Mentre l’aspetto della permanenza spazio-temporale delle antropizzazioni è abbastanza semplice da individuare a seconda del contesto considerato e della tipologia dell’ artefatto (decenni, secoli ed, in alcuni casi, millenni), lo stesso non capita per la misura, che come vedremo, rende le cose più complicate. Nel senso che esse sono da mettere in relazione innanzitutto alle misure estensive del corpo umano e, conseguentemente, a quelle dagli aspetti dimensionali del contesto che le accoglie, sia esso naturale che antropizzato.

In base a queste considerazioni propongo di seguito una sorta di definizione per come saranno intese in questo contesto le antropizzazioni: artefatti aventi determinate caratteristiche dimensionali e di permanenza spazio-temporale.

Considerando gli esempi sopra citati (edificio, città, strada) si può vedere che pur trattandosi palesemente di antropizzazioni essi hanno caratteristiche diverse, la più evidente delle quali è il fatto che la città contiene edifici e strade, ma non viceversa. Ciò fa emergere un terzo aspetto non meno importante dei due precedenti: quello inerente la questione mereologica della relazione tra le parti ed il tutto, che sarà oggetto di un studio approfondito successivamente.

Nel caso delle antropizzazioni si tratta di una sorta di doppia articolazione simile a quella indagata dalla linguistica generale.
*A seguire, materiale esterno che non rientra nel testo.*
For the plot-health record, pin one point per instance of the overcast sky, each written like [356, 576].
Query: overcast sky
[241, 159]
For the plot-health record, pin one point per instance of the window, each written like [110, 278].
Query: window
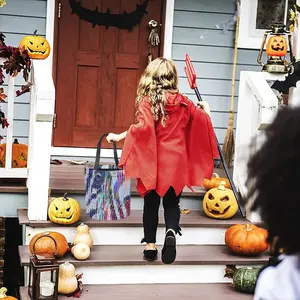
[256, 16]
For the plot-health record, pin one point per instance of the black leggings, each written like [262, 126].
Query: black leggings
[150, 215]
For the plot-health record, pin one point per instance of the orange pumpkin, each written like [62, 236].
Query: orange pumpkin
[276, 46]
[246, 239]
[19, 155]
[45, 246]
[214, 182]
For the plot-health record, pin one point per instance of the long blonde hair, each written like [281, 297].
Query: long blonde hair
[159, 77]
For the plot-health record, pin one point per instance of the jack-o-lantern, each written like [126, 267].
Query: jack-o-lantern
[64, 210]
[37, 46]
[220, 203]
[276, 46]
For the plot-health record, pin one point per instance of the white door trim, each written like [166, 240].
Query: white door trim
[167, 53]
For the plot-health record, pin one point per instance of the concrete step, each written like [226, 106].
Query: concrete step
[156, 291]
[125, 265]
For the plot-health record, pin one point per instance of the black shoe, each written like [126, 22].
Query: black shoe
[169, 249]
[150, 255]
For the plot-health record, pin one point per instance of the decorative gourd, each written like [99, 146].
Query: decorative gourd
[244, 279]
[3, 295]
[215, 182]
[45, 246]
[19, 155]
[276, 46]
[246, 239]
[37, 46]
[81, 251]
[67, 281]
[83, 235]
[220, 203]
[64, 210]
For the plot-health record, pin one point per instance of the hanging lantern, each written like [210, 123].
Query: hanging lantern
[276, 49]
[43, 275]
Anche qui si può notare che gli artefatti antropizzanti presentano una sorta di doppio ordine compositivo dato in primo luogo dal loro valore all’interno del contesto di appartenenza, secondariamente dal valore compositivo riferito agli elementi di cui si sostanzia.

Questo è evidente nel caso della città: essa può considerarsi pienamente un’antropizzazione a sua volta determinata da altre antropizzazioni quali edifici, strade, ecc.. Questi ultimi a loro volta hanno anch’essi parti che li compongono le quali, però, non possono essere considerate artefatti antropizzanti, bensì oggetti, quali : finestre, tetti, porte ecc. Per chiarire il carattere di queste ed altre distinzioni uno dei primi aspetti che dovranno essere affrontati è quello legato alla classificazione delle antropizzazioni. Determinante risulta comunque la definizione dei criteri di permanenza spazio-temporale e dimensione, che a mio avviso rappresenta una delle priorità di questo lavoro.